There are several principles to consider when designing and building a system for high availability, so called 100% Uptime.
Firstly, what is the budget? Cost constraints will invariably determine how high that availability is. For this exercise, we’re going to focus on a virtual environment in which the VMs will have 100% Uptime.
Constraining factors:
Power: Reliable power is critical. If grid power goes out, what happens? You need to know that a UPS system is in place, and is well monitoring and tested. You also need to know that at least one generator is in place, ideally more, to pick up the load for prolonged power grid outages.
Network: Your VMs may be 100% available internally, but if you can’t reach them from the outside, there is no point. Having a network provider with 100% uptime will be critical, or you accept that 99.999% is your maximum based on your provider’s maximum. That, or you need to select multiple providers to blend bandwidth with yourself – that gets expensive though, moreso when you consider the equipment you’ll need and the expertise to configure and maintain it.
Level of redundancy: How much of your stack are you able to lose before you can’t provide full service? For example, do you have N+1 hypervisors, N+2, or 2N? In each case, “N” is the minimum number of things you need to provide service. Knowing that you have more than that (and how much more) available is critical.
Single Points of Failure
To be 100% reliable, you must not have any single point of failure. If you draw your infrastructure out on a piece of paper and throw darts at it, no dart should be able to strike something that takes down the entire stack. Two darts, hopefully not. Three darts, maybe. Four well-placed darts, quite possibly.

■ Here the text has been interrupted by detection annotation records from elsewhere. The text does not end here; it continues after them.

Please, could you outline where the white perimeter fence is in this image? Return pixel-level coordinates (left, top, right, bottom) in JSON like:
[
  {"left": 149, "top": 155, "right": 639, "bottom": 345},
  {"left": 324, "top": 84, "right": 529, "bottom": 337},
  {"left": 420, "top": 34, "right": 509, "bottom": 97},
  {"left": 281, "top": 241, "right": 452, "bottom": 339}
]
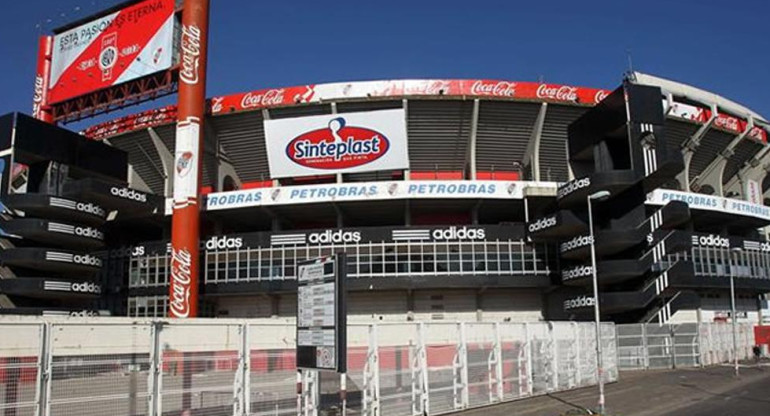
[
  {"left": 0, "top": 319, "right": 753, "bottom": 416},
  {"left": 616, "top": 323, "right": 754, "bottom": 370}
]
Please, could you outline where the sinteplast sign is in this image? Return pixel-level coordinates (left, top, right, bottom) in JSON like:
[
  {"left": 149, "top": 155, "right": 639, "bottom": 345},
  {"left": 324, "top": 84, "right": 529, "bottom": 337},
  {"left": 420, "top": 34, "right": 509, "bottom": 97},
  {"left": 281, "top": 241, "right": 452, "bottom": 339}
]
[{"left": 264, "top": 109, "right": 409, "bottom": 178}]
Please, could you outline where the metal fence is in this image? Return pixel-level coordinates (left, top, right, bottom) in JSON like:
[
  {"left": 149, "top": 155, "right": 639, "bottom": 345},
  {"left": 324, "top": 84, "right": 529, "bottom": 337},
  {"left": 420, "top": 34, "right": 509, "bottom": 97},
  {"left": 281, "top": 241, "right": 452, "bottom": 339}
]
[
  {"left": 0, "top": 319, "right": 618, "bottom": 416},
  {"left": 615, "top": 323, "right": 754, "bottom": 370}
]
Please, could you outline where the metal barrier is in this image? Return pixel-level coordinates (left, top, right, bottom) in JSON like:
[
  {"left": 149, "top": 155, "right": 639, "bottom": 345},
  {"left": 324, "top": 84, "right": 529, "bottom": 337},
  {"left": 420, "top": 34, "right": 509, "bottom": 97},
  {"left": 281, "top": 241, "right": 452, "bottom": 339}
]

In fact, this is an excellent exercise in finding weak points. Draw out your infrastructure and make copies. Mark out one item on each copy, and determine whether the stack will continue to function. The hardest one of these is often power or core network. If a member of your storage switch failed, would everything continue to function? If a power circuit failed, either due to a breaker trip or a PDU problem, would you stay up and online?

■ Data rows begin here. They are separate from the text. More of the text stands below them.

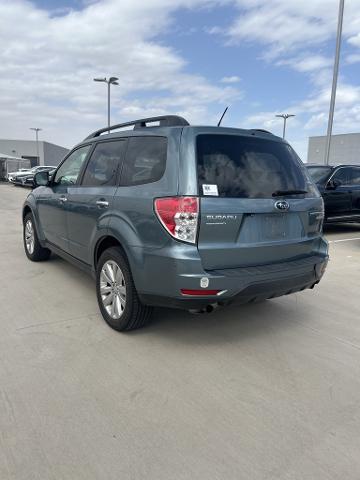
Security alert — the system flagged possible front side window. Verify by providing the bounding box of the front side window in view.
[54,145,91,185]
[306,167,332,183]
[121,137,167,186]
[197,134,310,198]
[81,140,126,187]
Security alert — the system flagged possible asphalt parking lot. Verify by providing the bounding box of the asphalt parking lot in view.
[0,185,360,480]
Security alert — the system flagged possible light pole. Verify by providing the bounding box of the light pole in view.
[94,77,119,133]
[30,127,42,164]
[325,0,345,165]
[275,113,295,138]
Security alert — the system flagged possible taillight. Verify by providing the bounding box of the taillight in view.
[155,197,199,243]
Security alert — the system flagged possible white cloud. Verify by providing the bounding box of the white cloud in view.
[221,75,240,83]
[0,0,239,146]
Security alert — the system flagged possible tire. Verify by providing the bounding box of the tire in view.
[96,247,152,332]
[23,212,51,262]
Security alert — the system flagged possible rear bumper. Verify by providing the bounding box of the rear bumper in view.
[140,254,328,309]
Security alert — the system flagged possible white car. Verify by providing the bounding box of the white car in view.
[7,168,31,182]
[9,165,54,185]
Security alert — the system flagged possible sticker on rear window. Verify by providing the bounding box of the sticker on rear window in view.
[203,185,219,197]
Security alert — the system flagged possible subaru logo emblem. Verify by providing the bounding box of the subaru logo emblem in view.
[275,200,290,212]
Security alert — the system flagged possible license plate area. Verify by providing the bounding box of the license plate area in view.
[262,213,289,240]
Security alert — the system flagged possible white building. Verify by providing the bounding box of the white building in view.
[306,133,360,165]
[0,139,69,167]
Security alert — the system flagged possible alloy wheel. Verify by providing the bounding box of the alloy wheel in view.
[100,260,126,320]
[25,219,35,255]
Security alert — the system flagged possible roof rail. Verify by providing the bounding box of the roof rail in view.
[85,115,190,140]
[252,128,274,135]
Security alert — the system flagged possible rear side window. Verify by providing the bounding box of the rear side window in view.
[197,135,309,198]
[351,168,360,186]
[81,140,126,187]
[121,137,167,186]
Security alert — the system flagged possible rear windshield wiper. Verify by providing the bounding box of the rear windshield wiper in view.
[272,190,308,197]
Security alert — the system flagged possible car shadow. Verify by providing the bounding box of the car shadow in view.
[50,254,311,345]
[324,223,360,235]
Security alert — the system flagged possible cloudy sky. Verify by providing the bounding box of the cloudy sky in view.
[0,0,360,159]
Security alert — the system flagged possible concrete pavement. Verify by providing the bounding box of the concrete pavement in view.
[0,185,360,480]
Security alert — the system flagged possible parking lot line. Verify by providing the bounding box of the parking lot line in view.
[329,237,360,243]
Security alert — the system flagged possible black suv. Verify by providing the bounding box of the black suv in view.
[23,115,328,330]
[307,164,360,223]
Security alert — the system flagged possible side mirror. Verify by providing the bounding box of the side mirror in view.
[33,172,49,188]
[326,179,341,190]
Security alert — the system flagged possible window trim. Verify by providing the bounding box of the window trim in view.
[118,136,169,187]
[50,142,94,187]
[326,165,360,187]
[77,137,128,188]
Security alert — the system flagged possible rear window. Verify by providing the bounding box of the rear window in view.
[197,135,309,198]
[121,136,167,186]
[306,167,332,183]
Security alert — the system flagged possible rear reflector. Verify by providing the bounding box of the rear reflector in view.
[154,197,199,243]
[180,288,221,296]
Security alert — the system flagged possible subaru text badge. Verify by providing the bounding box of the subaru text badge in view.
[275,200,290,212]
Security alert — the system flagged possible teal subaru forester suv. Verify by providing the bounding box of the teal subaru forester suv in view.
[22,115,328,330]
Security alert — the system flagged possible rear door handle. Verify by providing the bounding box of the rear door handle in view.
[96,200,109,208]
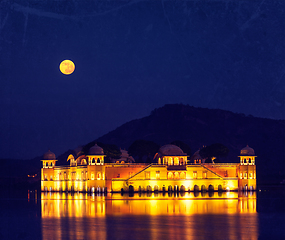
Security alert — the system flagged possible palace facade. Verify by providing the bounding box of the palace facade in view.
[41,144,256,192]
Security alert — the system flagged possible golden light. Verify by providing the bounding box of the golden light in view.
[59,60,75,75]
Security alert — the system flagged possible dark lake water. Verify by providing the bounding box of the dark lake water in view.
[0,186,285,240]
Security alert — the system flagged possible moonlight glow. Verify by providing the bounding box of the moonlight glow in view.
[59,60,75,75]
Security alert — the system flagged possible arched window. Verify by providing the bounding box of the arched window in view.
[208,185,214,192]
[146,185,152,192]
[174,172,179,179]
[174,157,179,165]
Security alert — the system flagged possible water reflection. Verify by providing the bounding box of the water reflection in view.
[41,192,258,239]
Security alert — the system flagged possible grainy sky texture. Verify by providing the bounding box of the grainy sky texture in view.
[0,0,285,158]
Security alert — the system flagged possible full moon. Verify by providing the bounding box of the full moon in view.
[59,60,75,75]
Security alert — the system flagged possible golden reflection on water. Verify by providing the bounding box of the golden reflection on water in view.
[41,192,258,239]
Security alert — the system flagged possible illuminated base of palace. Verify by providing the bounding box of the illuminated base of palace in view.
[41,144,256,192]
[41,163,256,193]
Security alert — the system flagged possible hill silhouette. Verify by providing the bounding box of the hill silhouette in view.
[0,104,285,188]
[96,104,285,184]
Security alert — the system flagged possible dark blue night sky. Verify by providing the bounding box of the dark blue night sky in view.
[0,0,285,158]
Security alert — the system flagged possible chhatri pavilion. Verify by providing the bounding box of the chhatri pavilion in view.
[41,144,256,192]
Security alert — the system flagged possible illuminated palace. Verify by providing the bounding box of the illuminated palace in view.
[41,144,256,192]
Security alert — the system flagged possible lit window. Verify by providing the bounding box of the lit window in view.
[156,171,160,179]
[145,172,150,179]
[174,158,179,165]
[174,172,179,179]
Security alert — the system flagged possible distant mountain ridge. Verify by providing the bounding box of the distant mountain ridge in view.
[96,104,285,183]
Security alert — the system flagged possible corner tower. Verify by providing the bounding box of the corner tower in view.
[238,145,256,191]
[41,150,57,191]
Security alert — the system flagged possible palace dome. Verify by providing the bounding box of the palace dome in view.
[88,144,104,155]
[240,145,255,156]
[158,144,187,156]
[43,150,56,160]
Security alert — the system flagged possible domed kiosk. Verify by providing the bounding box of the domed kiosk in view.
[154,144,187,165]
[238,145,256,191]
[43,150,56,160]
[86,143,105,165]
[42,150,57,168]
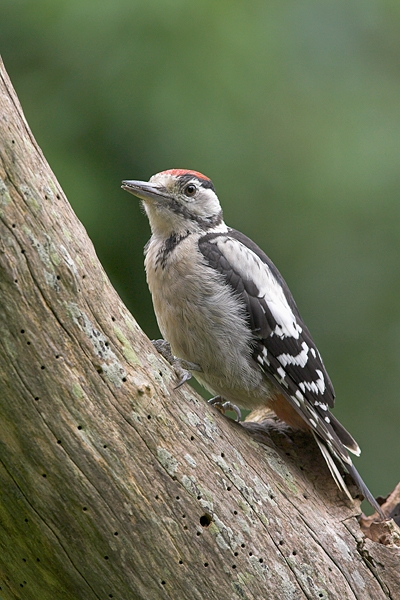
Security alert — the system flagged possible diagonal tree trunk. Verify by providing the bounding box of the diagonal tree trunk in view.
[0,57,400,600]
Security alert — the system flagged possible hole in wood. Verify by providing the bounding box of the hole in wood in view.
[200,513,212,527]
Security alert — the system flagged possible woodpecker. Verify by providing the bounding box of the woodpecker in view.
[121,169,384,519]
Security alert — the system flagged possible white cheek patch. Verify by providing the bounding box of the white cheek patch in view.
[215,238,303,340]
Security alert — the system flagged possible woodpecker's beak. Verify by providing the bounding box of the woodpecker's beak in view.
[121,181,164,200]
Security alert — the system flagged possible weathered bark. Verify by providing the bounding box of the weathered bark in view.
[0,57,400,600]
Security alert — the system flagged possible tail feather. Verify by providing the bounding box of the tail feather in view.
[313,432,353,502]
[313,433,386,520]
[329,412,361,456]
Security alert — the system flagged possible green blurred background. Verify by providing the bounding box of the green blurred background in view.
[0,0,400,495]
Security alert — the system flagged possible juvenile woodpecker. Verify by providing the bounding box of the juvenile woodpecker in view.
[122,169,383,518]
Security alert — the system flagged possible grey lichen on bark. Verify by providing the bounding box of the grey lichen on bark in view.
[0,57,400,600]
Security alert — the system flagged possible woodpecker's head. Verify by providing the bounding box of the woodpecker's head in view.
[121,169,227,236]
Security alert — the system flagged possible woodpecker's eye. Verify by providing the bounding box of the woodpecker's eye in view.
[183,183,197,198]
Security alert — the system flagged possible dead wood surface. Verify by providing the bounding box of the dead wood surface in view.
[0,56,400,600]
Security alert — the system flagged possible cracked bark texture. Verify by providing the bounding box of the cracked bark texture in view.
[0,59,400,600]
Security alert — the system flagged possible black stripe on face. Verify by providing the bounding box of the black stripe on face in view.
[166,197,223,231]
[179,173,215,193]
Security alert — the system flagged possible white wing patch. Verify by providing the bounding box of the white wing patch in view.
[214,237,303,340]
[299,369,325,394]
[276,342,310,368]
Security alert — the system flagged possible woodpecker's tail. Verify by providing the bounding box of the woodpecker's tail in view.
[313,430,386,520]
[329,412,361,456]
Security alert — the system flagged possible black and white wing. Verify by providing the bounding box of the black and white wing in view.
[199,229,384,518]
[199,229,360,464]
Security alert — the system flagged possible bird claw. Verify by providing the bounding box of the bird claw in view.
[151,340,201,389]
[208,396,242,423]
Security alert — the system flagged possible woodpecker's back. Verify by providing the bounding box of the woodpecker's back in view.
[122,169,382,516]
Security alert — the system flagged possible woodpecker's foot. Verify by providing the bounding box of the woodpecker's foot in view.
[208,396,242,422]
[151,340,201,389]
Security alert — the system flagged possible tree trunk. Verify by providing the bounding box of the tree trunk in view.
[0,57,400,600]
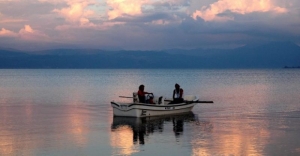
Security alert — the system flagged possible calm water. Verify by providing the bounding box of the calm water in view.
[0,69,300,156]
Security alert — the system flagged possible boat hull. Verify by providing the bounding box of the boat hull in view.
[111,102,195,117]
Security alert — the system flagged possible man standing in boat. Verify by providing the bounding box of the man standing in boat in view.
[171,83,183,104]
[138,85,153,103]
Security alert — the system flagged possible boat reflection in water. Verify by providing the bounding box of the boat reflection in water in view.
[111,112,212,144]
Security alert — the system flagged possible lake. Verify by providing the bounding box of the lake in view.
[0,69,300,156]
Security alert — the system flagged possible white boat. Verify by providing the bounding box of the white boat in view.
[111,93,213,117]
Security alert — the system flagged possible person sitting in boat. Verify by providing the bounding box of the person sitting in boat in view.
[171,83,184,104]
[138,85,153,103]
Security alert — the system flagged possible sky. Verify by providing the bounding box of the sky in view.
[0,0,300,50]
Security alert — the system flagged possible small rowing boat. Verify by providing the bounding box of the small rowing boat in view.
[111,92,213,117]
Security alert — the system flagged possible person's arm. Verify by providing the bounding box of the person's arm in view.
[173,90,175,100]
[180,89,183,98]
[144,92,153,94]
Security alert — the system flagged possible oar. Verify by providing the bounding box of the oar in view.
[191,101,214,103]
[165,99,214,103]
[119,96,133,98]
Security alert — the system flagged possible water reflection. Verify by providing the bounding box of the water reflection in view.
[111,112,212,146]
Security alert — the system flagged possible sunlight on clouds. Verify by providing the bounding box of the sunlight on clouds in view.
[19,25,49,41]
[106,0,147,20]
[192,0,287,21]
[0,28,17,37]
[53,1,95,26]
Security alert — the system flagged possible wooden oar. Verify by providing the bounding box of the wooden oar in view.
[119,96,133,98]
[165,99,214,103]
[192,101,214,103]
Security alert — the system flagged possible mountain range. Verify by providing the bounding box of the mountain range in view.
[0,42,300,69]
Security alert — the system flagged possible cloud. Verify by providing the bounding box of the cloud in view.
[18,25,49,42]
[106,0,147,20]
[192,0,287,21]
[53,1,94,26]
[0,28,18,37]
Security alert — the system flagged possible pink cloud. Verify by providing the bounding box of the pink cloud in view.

At least two of everything
The minimum number of anything in a High Availability deployment is 2. Two power strips, two storage controllers, two switches (per switch stack), two provider uplinks, etc, etc, etc. They may be active/active, they may be active/slave, but there are two and they are hot, ready to pick up the full load on no notice.
For example, if your hypervisors only have one power supply, you should have two hypervisors anyway, and you will feed power one to each of your power circuits. Your network connectivity should lead one port to each member of your switch stack, and configured for some type of link aggregation or failover in the event that a switch member fails or a switchport on your system fails.
Recalculating as needed
Often we’ll deploy these systems with a set of design goals or a set upper capacity. Time passes and we realize that current used capacity is above designed upper capacity, and we should have processes in place to notice that. When that happens, you’ll need to recalculate and re-evaluate. Maybe you now need another hypervisor or two to retain the advertised redundancy. Maybe you need more storage devices, or more switches.
Make someone else do it
Of course, the “easy” way out is to pay someone else to design and build your system for you. Plenty of service providers will be quite happy to do so, from Dell, to VCE, to many smaller MSPs. You still need to understand the above, and be able to question their designs based on it.